Last year, time stopped behaving the way I thought it would.
It didn’t stop for everyone as the world kept moving; emails were sent, meetings were attended, life continued in its structured, usual rhythm. But underneath it all, something fundamental had shifted for me. The quiet assumption that there would always be more time, more time for memories, to become, to experience, no longer felt certain.
Saturday 31 May…When my mother passed away, it wasn’t just grief that followed. It was a confrontation. Not loud or chaotic, but persistent. A kind of awareness that sat just beneath the surface of everything: that life is finite in a way we intellectually understand, but rarely feel.
And once you feel it, it’s difficult to go back.
This was not the first time I felt it because just 2 years before that I lost my dad. But I then hung onto my mom.. I was aware our time was finite but that hope never leaves until it’s completely lost.
At first, nothing outwardly changed. I returned to work. I continued performing, delivering, progressing. From the outside, everything looked exactly as it had before. But internally, there was a growing tension: a sense that I was moving forward, but not necessarily in the direction I truly wanted.
Comfort, which once felt earned, started to feel questionable. Predictability, which once felt like stability, began to feel limiting.

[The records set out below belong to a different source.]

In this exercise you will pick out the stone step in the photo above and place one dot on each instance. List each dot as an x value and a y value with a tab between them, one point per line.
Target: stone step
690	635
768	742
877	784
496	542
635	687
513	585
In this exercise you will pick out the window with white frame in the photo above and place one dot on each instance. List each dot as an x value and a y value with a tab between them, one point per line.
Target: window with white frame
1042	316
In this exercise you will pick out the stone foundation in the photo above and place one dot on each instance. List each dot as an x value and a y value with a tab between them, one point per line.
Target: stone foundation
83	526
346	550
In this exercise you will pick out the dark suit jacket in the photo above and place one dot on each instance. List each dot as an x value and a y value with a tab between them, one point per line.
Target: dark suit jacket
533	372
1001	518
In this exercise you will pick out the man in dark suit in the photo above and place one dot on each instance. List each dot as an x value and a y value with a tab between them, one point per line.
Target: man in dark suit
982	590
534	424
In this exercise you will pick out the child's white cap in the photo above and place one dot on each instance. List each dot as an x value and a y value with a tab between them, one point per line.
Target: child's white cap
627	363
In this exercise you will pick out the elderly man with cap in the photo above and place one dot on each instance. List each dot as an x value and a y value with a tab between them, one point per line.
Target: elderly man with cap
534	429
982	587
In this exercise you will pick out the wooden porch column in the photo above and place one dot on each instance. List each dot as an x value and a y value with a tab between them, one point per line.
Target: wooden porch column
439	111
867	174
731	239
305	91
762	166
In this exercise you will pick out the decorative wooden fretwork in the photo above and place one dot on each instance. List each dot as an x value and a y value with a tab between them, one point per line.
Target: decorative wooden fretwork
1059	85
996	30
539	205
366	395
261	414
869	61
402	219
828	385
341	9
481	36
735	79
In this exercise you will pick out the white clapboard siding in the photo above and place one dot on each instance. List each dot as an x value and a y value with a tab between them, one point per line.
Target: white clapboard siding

There was no single moment of clarity. No dramatic decision point. Just a gradual, undeniable shift in what held weight and what no longer did. Things that once seemed important began to feel smaller. And things I had postponed, or quietly dismissed, started to feel more urgent (like my health and interests).
I realised that I didn’t want a life that slowly narrows. One that becomes efficient, structured, and perceived as successful, but constrained. I didn’t want to wait for circumstances to force me to grow. Or worse, to look back and realise I had stayed within the edges of what was comfortable, rather than testing what was possible.
That shift, I felt for the first time when my dad passed away. It was subtle at first, now it’s increasingly difficult to ignore. This want for more.
This is what led me to make a decision. To choose something deliberately challenging.
Climbing Kilimanjaro is not a natural extension of my life. It doesn’t fit neatly into my routine or my profession. It doesn’t serve a clear, practical purpose. And that is precisely the point.
It is an intentional disruption. A willing disruption… not like the two experienced prior.
This is a way for me to step outside of environments where I know how to operate, where I am competent and in control, and into one where I am not. A space where progress is slower, discomfort is constant, and the outcome is not guaranteed.
Because there is something clarifying about difficulty.
It strips away excess. It exposes your habits, your thinking, your limits (and whether those limits are real or self-imposed).
This climb is not about the mountain.
It is about responding to that shift, the one that came from confronting mortality, from realising that time is not something to be assumed. It is about choosing to engage more deliberately with life, rather than moving through it by default.
It is about building the discipline to seek challenge, rather than waiting for it. To stretch outside one’s comfort zone and known path.
And perhaps most importantly, it is about refusing to live a life that quietly shrinks.